Image of a man signifying default divorce

Florida is commonly referred to as a no-fault divorce state. Under Florida divorce law, you don’t need to prove adultery or other reasons for a divorce. See Florida divorce law 61.052. All Florida law requires is there be irreconcilable differences to obtain a divorce. Further, a divorce can be granted in as little as 20 calendar days, if no response to the case is filed.

If you have received notice of a divorce or child custody case, it is crucial to respond quickly and correctly. When a party does not respond to a petition, a default divorce can be entered. Typically, when served with a Florida divorce petition, there are only 20 days to file a response. If a response is not filed on time, the petitioner (person filing the case) can request a default divorce be entered against the other party. Default divorce judgments can be helpful but are not right for every case. If you need legal advice, you should contact a divorce attorney in Tampa for a consultation.

Default Divorce in Florida

If a response is not filed within 20 calendar days of being served the petition, a default may be entered. If a default is entered, the case can continue without participation by the defaulted party. Moreover, the Court can enter the default without even conducting a hearing on the matter. If the Court enters a default, the defendant/ respondent will not have an opportunity to contest the merits case or raise defenses. See Residential v. Rector. Moreover, if you have been defaulted, you may not even be entitled to notice of future court hearings or other activity. See Florida Family Law Rules of Procedure.

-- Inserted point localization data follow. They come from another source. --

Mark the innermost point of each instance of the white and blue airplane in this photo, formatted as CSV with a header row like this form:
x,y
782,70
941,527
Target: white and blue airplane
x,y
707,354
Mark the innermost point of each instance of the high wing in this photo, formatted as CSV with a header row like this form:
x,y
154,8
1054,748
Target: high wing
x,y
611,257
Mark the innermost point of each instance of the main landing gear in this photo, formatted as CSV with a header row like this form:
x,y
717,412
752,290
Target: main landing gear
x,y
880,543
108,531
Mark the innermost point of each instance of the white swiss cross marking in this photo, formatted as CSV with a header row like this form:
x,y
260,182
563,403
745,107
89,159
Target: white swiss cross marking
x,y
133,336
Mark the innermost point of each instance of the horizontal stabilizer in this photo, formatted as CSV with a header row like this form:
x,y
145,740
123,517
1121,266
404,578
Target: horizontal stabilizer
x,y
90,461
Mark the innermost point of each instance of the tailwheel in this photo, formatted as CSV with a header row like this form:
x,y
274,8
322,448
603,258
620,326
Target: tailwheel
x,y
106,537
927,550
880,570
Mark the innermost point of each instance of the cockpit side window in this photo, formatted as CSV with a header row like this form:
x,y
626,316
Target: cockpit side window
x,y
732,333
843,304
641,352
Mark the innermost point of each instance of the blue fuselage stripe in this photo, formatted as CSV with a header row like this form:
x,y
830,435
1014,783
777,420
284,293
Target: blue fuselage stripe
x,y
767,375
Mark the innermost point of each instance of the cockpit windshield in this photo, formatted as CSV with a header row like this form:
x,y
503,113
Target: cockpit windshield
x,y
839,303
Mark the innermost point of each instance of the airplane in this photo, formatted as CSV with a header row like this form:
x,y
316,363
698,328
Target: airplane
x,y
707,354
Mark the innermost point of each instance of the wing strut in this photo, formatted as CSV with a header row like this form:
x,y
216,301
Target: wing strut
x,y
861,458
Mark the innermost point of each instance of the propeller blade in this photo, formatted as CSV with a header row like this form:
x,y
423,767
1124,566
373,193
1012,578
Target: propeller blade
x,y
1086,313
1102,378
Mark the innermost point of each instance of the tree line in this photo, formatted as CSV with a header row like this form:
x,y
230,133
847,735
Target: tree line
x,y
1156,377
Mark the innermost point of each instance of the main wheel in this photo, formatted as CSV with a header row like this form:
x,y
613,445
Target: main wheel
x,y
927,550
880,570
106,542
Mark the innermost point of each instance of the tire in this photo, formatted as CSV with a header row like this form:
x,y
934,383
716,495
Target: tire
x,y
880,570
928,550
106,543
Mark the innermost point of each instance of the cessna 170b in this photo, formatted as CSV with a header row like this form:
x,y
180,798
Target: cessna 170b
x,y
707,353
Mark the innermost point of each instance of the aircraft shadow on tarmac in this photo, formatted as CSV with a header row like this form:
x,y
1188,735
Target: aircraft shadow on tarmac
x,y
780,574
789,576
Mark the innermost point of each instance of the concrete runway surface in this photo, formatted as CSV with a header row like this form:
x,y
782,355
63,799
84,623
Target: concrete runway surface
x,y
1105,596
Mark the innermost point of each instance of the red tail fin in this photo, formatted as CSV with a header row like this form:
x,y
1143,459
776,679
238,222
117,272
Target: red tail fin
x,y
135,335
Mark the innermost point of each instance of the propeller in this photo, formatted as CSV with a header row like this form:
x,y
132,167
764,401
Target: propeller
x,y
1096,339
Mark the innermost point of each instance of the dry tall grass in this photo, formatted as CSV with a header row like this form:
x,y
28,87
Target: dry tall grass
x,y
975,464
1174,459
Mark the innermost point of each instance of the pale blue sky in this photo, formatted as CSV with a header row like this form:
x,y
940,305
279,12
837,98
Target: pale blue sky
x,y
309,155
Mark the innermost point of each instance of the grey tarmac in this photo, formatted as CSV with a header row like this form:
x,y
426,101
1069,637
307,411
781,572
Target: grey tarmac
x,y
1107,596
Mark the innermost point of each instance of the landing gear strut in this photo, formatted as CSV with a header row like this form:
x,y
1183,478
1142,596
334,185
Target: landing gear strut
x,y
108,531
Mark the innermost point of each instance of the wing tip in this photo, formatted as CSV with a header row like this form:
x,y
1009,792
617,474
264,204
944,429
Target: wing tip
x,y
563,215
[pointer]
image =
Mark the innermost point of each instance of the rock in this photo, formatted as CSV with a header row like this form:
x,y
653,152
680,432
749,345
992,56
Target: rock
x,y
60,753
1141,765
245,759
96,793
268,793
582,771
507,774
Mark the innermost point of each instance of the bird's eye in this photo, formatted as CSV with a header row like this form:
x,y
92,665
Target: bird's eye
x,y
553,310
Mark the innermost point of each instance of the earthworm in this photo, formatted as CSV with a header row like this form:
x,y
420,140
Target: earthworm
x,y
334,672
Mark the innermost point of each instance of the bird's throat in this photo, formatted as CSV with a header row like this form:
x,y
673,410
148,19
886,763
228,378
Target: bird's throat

Clerk Default Divorce vs. Judicial Default Divorce

Under Florida law, there are two types of default: clerk and judicial. Clerk default occurs when a party fails to respond in any form to the petition. The second category of default, judicial default, occurs when a party fails to plead or defend against the claims. A party can plead or defend claims against them at any time before a default is entered against them. Conversely, once the default is entered, the defaulted party is deemed to have waived their defenses. The defaulted party is now treated as having admitted all the allegations. See State Farm v. Horkheimer.

A clerk’s default can be entered without even a hearing or notice to the other party. On the other hand, a judicial default generally requires a hearing and notice of the hearing to be sent. At the hearing for a judicial default divorce, the party will have an opportunity to persuade the judge not to enter the default divorce.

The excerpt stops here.